Background The anti-inflammatory effects of IL-1 inhibition are well established but most studies have focused on the endogenous IL-1 receptor antagonist (IL-1Ra) protein. However, IL1ra has a very short plasma half-life and hundred-fold excess over IL-1 is required to obtain a 50% inhibition of IL-1 responses. Another naturally occurring inhibitor, soluble IL-1 receptor type II (sIL-1R2) may offer a higher IL-1 neutralising activity and several studies have emphasised its potential function as a regulatory “decoy” for IL1b.
Objectives To construct soluble IL-1 receptor type II chimeric protein with an IgG heavy chain and to evaluate its therapeutic potential in a murine arthritis model using a gene therapy approach.
Methods The murine IL-1R2 extracellular domain was cloned using a RT-PCR protocol from total cytoplasmic RNA, sequenced and a chimeric expressing gene constructed by the addition of a XbaI fragment encoding the constant and hinge regions of a murine IgG1 heavy chain. The IL-1R2IgG coding insert was subcloned into an E1-deleted adenoviral shuttle expression plasmid under the control of a CMV promoter and the resulting plasmid used to construct a standard first generation E1-deleted recombinant adenovirus (Ad-sIL1R2 Ig) using standard homologous recombination techniques in 293 cells. Stock viral preparations were produced in 293 cells and purified by ultracentrifugation in two CsCl2 gradients. Viral titer (pfu/ml) was determined by plaque-assay. An EGFP (enhanced green fluorescent protein) expressing recombinant adenovirus (Ad-EGFP) was prepared using a similar protocol. Expression was confirmed by Western blotting using transient expression on HeLa cells under serum free-conditions.
The therapeutic effects of this approach was tested in the acute murine antigen-induced arthritis model (AIA).
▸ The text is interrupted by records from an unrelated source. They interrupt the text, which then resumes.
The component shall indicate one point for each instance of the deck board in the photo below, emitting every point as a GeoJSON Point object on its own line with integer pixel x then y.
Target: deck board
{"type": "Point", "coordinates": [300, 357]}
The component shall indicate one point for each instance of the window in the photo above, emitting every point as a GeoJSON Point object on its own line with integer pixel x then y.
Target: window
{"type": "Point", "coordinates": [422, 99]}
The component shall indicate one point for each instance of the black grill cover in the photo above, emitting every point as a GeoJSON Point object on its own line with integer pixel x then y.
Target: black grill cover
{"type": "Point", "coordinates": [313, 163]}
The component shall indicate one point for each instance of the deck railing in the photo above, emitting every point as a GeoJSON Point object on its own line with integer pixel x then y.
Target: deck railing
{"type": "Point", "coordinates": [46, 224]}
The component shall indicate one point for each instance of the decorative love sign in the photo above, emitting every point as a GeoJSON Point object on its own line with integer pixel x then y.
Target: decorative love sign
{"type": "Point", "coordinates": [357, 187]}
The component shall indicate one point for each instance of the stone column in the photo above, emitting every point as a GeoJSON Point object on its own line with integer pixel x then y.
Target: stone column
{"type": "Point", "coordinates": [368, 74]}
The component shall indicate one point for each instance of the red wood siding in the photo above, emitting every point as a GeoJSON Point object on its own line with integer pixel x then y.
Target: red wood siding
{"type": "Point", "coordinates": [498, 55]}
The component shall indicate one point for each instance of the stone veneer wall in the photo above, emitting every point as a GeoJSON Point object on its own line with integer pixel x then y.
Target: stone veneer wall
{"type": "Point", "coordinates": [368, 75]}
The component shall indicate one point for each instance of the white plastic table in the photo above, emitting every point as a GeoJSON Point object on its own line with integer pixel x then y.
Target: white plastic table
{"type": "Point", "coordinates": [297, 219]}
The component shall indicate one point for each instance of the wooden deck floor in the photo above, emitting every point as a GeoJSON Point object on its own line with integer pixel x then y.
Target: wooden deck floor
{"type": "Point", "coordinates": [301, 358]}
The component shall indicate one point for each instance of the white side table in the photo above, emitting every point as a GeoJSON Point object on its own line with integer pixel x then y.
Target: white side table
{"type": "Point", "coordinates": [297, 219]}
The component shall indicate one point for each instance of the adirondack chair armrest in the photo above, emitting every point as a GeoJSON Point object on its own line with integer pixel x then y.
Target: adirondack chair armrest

Results Western blotting under reducing and nonreducing conditions confirmed expression and dimerization of the chimeric protein. More importantly, adenovirus-mediated systemic expression of sIL1R2 Ig suppressed acute inflammation in vivo in murine AIA. Mice were injected into the tail vein with 109 pfu Ad-sIL1R2Ig or Ad-EGFP three days before induction of arthritis by intraarticular injection of 100μg mBSA into the right knee. The left knee was injected with PBS as a control. Joint inflammation determined by 99technetium pertechnetate uptake69 was statistically significantly decreased at day 3 and 7 post-injection in animal treated with Ad-sIL1R2 Ig as compared to Ad-EGFP (10 animals per group, 2 experiments) but proteoglycan depletion of cartilage did not appear to be diminished.
Conclusion Our study demonstrated the value of a soluble IL1R2Ig chimeric protein has a IL1 inhibitor in vivo. It also demonstrated adenovirus-mediated gene expression allow for sufficient level of expression. But our preliminary data also raise new questions of the respective values and roles of IL1 or TNFa inhibition regarding acute inflammation and cartilage degradation.